Davacının sigortalı çalışmalarının Kuruma kısmen bildirildiği hallerde, eksik bildirimlere yönelik olarak açılan davada hak düşürücü süre işlemeyecektir. (Hukuk Genel Kurulunun 23.06.2004 gün ve 2004/21-369 E, 2004/371 K. sayılı kararı )
Dosyadaki bilgi ve belgelerden, davacı adına 01/06/1998 tarihli işe giriş bildirgesinin davalı işveren tarafından Kuruma verildiği, 01/06/1998-31/07/2005 tarihlere arası bildirimlerin yapıldığı, ayrıca davacı adına 1995/4-7 aylar arası "3933" sicil numaralı işyerinden bildirim yapıldığı, tanıklardan M.. H.. beyanında, 1989 yılında G. Amatör Spor Kulübü Derneğini kurduklarını, mali yetersizlikler nedeniyle 1993 yılında kulübü A. Ltd şirketine devrettiklerini, davacının 1993-2005 arası yönetici olarak çalıştığını, derneğin yönetim kurulu başkanı M. A., İçişleri Bakanlığı dernekler masası müfettişine verdiği beyanda, kendisinin 1993 yılında spor kulübüne başkan seçildiğini, davacının kulübün genel sekreterliğini yaptığını, tüm resmi ve idari işleri takip ettiğini belirttiği, diğer dinlenen şahıslarda davacının spor kulübünde genel sekreter olarak çalıştığı yönünde beyanda bulundukları anlaşılmaktadır.
Somut olayda, davacının kesintisiz çalışma iddiası bulunmaktadır.
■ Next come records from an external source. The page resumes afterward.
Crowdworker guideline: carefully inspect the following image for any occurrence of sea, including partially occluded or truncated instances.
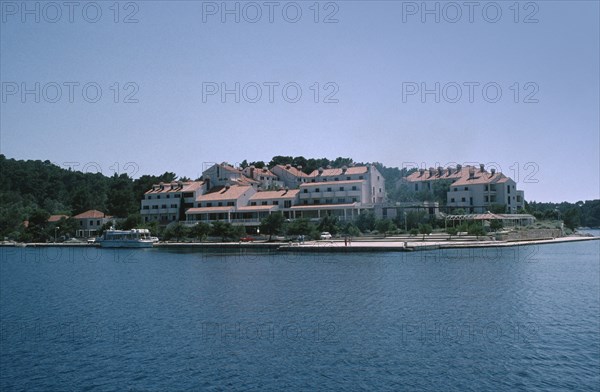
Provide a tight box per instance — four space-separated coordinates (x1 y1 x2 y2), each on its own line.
1 231 599 391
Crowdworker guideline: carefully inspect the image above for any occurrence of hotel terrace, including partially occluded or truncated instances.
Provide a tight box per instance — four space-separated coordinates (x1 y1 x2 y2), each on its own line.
140 162 386 228
399 164 525 214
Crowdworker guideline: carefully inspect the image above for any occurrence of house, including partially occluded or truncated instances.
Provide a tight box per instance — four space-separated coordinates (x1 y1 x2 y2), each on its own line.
185 185 256 223
141 181 205 225
73 210 114 238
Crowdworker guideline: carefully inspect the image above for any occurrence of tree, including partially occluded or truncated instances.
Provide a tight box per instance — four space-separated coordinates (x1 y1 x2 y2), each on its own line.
260 213 285 241
563 207 581 230
189 222 211 241
318 215 340 235
286 218 318 238
375 219 396 237
356 210 376 233
489 219 503 232
418 223 432 240
210 221 236 242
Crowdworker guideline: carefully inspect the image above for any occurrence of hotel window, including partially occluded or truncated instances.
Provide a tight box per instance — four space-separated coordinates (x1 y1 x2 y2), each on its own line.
314 200 320 204
148 195 152 199
338 198 346 203
273 201 279 205
284 201 291 208
143 206 149 210
227 202 234 206
157 195 160 199
315 188 320 192
162 205 167 209
303 200 308 205
507 186 511 194
461 198 466 202
171 204 177 208
89 221 94 226
484 196 489 202
352 198 357 202
377 176 380 180
206 203 212 207
464 187 468 191
152 206 158 209
352 186 357 191
484 185 489 191
415 184 418 191
454 188 458 191
359 176 363 180
335 178 339 181
166 195 170 198
346 177 350 180
379 188 382 193
451 198 455 203
326 199 333 204
303 189 308 193
327 187 332 192
218 202 222 206
175 194 181 198
262 201 268 205
340 187 344 191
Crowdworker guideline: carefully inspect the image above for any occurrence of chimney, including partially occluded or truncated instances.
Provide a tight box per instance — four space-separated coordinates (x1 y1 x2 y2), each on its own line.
437 167 443 177
428 167 435 177
491 168 496 176
285 164 291 169
419 169 425 177
446 167 452 176
326 165 332 169
469 167 475 179
456 164 462 173
318 167 324 175
296 165 302 171
480 163 485 172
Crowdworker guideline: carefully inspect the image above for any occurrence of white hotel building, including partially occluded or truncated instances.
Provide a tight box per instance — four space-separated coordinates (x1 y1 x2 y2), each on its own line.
141 162 386 227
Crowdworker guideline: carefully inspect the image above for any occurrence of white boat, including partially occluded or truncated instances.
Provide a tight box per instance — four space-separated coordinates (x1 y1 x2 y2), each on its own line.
97 228 159 248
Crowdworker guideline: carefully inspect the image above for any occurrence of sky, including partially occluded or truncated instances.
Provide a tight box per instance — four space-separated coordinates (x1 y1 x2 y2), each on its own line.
1 0 598 203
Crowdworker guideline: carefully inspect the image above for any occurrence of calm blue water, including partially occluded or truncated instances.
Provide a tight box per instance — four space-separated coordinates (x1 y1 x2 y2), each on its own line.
1 237 599 391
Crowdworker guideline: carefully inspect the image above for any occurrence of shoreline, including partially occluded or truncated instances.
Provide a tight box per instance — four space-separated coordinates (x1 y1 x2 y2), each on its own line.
2 235 597 252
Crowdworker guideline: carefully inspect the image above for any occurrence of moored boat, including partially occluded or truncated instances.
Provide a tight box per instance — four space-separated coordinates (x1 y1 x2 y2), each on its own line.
97 228 158 248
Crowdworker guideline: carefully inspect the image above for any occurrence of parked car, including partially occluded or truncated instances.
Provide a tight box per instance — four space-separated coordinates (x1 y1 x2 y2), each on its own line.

Dolayısıyla çalışma kesintisiz ise 1993-1998 arası dönemde hakdüşürücü süre oluşmayacaktır. Çünkü davalı işveren tarafından işe giriş bildirgesi 01/06/1998 tarihinde Kuruma verilmiş ve bu tarihten sonraki çalışmalar bildirilmiştir. Öte yandan davacı, Spor kulübünün davalı limited şirkete devrinden sonraki dönemleri talep etmektedir. Bu durumda spor kulübünün davalı şirkete hangi tarihte devredildiği belirlenip, bu tarihten itibaren davacının spor kulübünde yönetici olup olmadığı tespit edilmeden sonuca gidilmesi hatalı olmuştur.
Yapılacak iş, spor kulübünün davalı şirkete hangi tarihte devredildiğini tespit etmek ve bu tarihten itibaren davacının spor kulübünde yönetici olup olmadığı araştırılarak sonucuna göre karar vermekten ibarettir.
Mahkemece bu maddi ve hukuki olgular nazara alınmaksızın eksik araştırma ve inceleme sonucunda yazılı şekilde karar verilmesi usul ve yasaya aykırı olup bozma nedenidir.
O halde davacının bu yönleri amaçlayan temyiz itirazları kabul edilmeli ve hüküm bozulmalıdır.
SONUÇ: Hükmün yukarıda açıklanan nedenlerle BOZULMASINA, temyiz harcının istek halinde temyiz edene iadesine
13/10/2014 gününde oybirliğiyle karar verildi.